About LiNKS – Laboratory for Intelligent NetworKed Systems
Our lab conducts forefront research in wireless communication theory, developing advanced communication and network algorithms for next-generation wireless systems, including beyond 5G and 6G networks. We tackle complex challenges including:
- Efficient resource allocation in multiuser and multiagent systems
- Optimized scheduling, associations, and handovers in dynamic networks
- Advanced beamforming techniques for improved transmission and reception
- Cross-layer optimization integrating constraints and interactions across hardware, network, and other critical layers
To solve these challenges, we employ cutting-edge optimization and machine learning techniques, including:
- Custom algorithm design for non-convex, non-linear, and mixed-integer problems
- Deep reinforcement learning strategies for real-time, multi-agent systems
- Graph neural networks for capturing network interactions and improving generalizations
We welcome collaboration with experts in complementary fields, including communications, networking, experimental testbeds, and hardware design. Additionally, we are open to exploring opportunities to apply our optimization and machine learning skills to innovative areas beyond wireless communications.
Recent News
- Sept 2025: Welcome to our new PhD student Tien Vu joining us from the Ho Chi Minh City University of Technology (HCMUT).
- July 2025: Welcome Professor Lim for his summer visit to our lab. We are very happy to see you again, Byungju, and looking forward to more collaboration.
- June 2024: Prof. Vu was invited to participate in the MathWorks Research Summit 2024 on a panel about Reinforcement Learning. Here is the set of opening slides.
- May 2024: Congratulations to Alireza for winning the 2023 Joseph P. Noonan Outstanding Doctoral Research Award! Well done, Dr. Alizadeh!
- Sept. 2023: Welcome to our new PhD student Changgyu Lee who joined us from Kyung Hee University, South Korea.
- Feb. 2023: Byungju has accepted the position as an Assistant Professor at Pukyong National University, Busan, Korea. He will start in March. Congratulations Professor Lim!
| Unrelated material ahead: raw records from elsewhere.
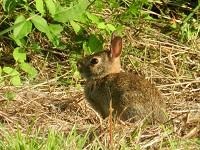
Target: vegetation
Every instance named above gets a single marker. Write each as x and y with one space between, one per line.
41 98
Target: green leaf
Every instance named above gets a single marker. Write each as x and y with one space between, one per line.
15 80
40 23
102 25
75 12
51 7
32 72
9 5
19 54
75 26
23 27
14 75
56 29
93 18
10 71
110 27
39 4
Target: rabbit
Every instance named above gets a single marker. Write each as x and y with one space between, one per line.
131 96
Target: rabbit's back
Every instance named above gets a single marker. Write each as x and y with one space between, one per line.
132 97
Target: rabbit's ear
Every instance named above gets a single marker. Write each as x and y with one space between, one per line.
116 46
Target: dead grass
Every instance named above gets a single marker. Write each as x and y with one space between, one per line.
174 68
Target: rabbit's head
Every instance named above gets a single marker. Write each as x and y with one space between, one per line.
102 63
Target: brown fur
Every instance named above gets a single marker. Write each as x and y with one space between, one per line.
132 96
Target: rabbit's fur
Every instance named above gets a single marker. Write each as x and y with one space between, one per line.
132 96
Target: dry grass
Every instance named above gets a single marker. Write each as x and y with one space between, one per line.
172 66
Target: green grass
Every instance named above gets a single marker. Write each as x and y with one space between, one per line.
55 140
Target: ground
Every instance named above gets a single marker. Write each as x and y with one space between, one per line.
172 66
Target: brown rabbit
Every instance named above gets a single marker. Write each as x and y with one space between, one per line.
132 96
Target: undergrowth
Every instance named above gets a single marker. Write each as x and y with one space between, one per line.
41 96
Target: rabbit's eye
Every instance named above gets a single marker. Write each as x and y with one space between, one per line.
94 61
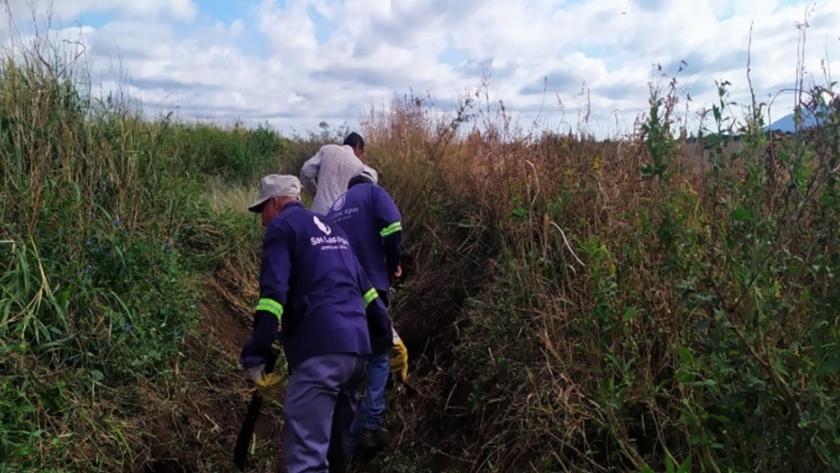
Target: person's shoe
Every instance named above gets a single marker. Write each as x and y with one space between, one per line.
337 464
375 438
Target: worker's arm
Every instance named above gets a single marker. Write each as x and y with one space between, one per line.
309 172
378 320
389 224
274 285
- Jan. 2023: Qing Lyu arrived at our lab as a PhD student. Welcome Qing!
- Dec. 2022: Seok-Hyun completed his visit with us and will return to finish his PhD degree at Korea University.
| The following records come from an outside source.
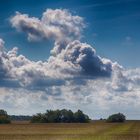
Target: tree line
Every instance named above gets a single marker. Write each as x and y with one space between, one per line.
57 116
60 116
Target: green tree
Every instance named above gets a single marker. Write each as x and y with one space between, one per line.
79 116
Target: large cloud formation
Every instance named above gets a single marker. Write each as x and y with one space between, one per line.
72 76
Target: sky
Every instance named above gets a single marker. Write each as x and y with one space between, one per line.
80 54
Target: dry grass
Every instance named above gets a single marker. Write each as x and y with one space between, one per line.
98 130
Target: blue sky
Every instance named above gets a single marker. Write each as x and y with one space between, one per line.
112 27
80 54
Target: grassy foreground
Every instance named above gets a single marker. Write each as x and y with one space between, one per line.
98 130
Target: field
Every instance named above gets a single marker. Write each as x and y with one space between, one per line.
97 130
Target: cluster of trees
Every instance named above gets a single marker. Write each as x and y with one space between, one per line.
119 117
4 118
60 116
57 116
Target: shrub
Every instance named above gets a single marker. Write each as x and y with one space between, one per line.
119 117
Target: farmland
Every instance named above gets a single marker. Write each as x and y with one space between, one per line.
97 130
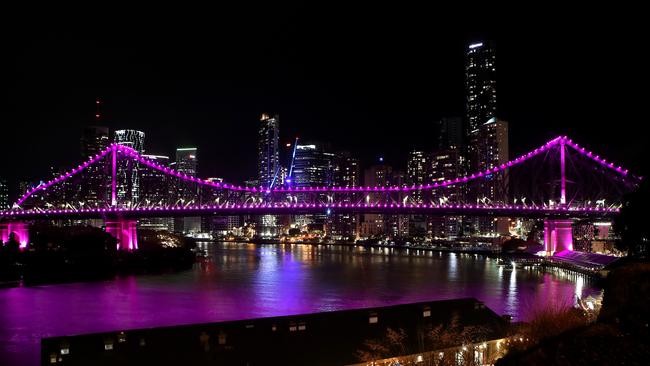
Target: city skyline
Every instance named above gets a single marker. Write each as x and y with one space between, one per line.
336 91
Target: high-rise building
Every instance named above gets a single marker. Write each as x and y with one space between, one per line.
4 195
480 97
492 151
268 151
128 177
480 84
155 192
451 133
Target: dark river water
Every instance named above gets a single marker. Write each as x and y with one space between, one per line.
241 281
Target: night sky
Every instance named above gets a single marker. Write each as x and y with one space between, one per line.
371 81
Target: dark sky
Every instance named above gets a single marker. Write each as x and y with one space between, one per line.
372 81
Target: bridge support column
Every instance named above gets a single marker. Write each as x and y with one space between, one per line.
20 231
125 231
558 235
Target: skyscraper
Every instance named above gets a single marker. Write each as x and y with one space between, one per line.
268 155
480 97
493 151
487 137
480 84
128 177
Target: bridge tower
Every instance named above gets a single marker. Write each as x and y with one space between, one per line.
558 234
20 231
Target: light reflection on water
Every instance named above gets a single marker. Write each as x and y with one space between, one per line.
247 280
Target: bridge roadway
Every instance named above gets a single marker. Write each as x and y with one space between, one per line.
296 209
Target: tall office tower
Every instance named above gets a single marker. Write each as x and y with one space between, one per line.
492 151
313 167
187 163
480 98
268 151
480 107
94 191
155 192
451 133
374 225
128 177
343 226
4 195
445 165
480 85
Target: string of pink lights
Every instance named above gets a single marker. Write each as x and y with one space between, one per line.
561 140
316 206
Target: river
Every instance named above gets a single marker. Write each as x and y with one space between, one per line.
239 280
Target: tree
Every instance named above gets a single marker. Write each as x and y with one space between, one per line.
631 224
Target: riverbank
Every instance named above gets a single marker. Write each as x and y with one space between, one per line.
255 281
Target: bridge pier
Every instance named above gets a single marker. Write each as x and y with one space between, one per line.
125 231
20 231
558 235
- Nov 2022: Prof. Vu joined the IEEE Transactions on Communications Editorial Board as an Editor.
Recent Publications
- Our paper is accepted to NeurIPS’25, Workshop on AI and ML for Next-Generation Wireless Communications and Networking. In this paper entitled “Towards Achieving Integer and Load-balancing User Association in Wireless Networks with a Reparameterized Attention-based GNN,” we demonstrated novel uses of Gumbel-Softmax reparameterization to meet integer constraints, and Sinkhorn normalization method together with regularization to meet non-linear load balancing constraints. These constraints have been challenging for ML models to satisfy.
- We designed new GNN structures for joint beamforming and user association in a wireless network, with efficient edge representations for beamforming and employing a novel reparameterization method to achieve near integer association outputs. These results, to appear on the IEEE Transactions on Vehicular Technology and be presented at the IEEE Globecom conference, are steps towards using ML in practical engineering systems with constraints.
- Our new collaborative work explores an efficient way to acquire channel state information (CSI) in a multi-RIS aided wireless network that significantly reduces the estimation signaling overheads. By estimating the composite (instead of individual) reflected channels from each RIS and integrating this CSI in between the layers of a GNN model, the learning can adapt to the new CSI seamlessly during the channel estimation process. Our results are reported in a paper recently accepted to the IEEE Transactions on Wireless Communications.
- Our new paper demonstrates the efficiency of using Graph Neural Networks (GNN) for real-time hybrid beamforming in wideband multicarrier systems, minimizing computation overhead. The GNN-based design also effectively mitigates beam squinting effects. These findings will be presented at the 2024 IEEE International Symposium on Phased Array Systems & Technology.
- We proposed multi-agent Q-learning algorithms for real-time user association and handover in dense 5G/6G networks. Centralized and distributed multi-agent policies improve load balancing, reducing handover rates and increasing network throughput. The work is detailed in a paper published in the IEEE Transactions on Wireless Communications.
- Our analysis of 6G coexistence between terrestrial networks and passive satellites provides bounds for node density and transmitted power to achieve near-zero outage, together with conditions for out-of-band interference to meet spectral masks. Results are published in IEEE Transactions on Wireless Communications.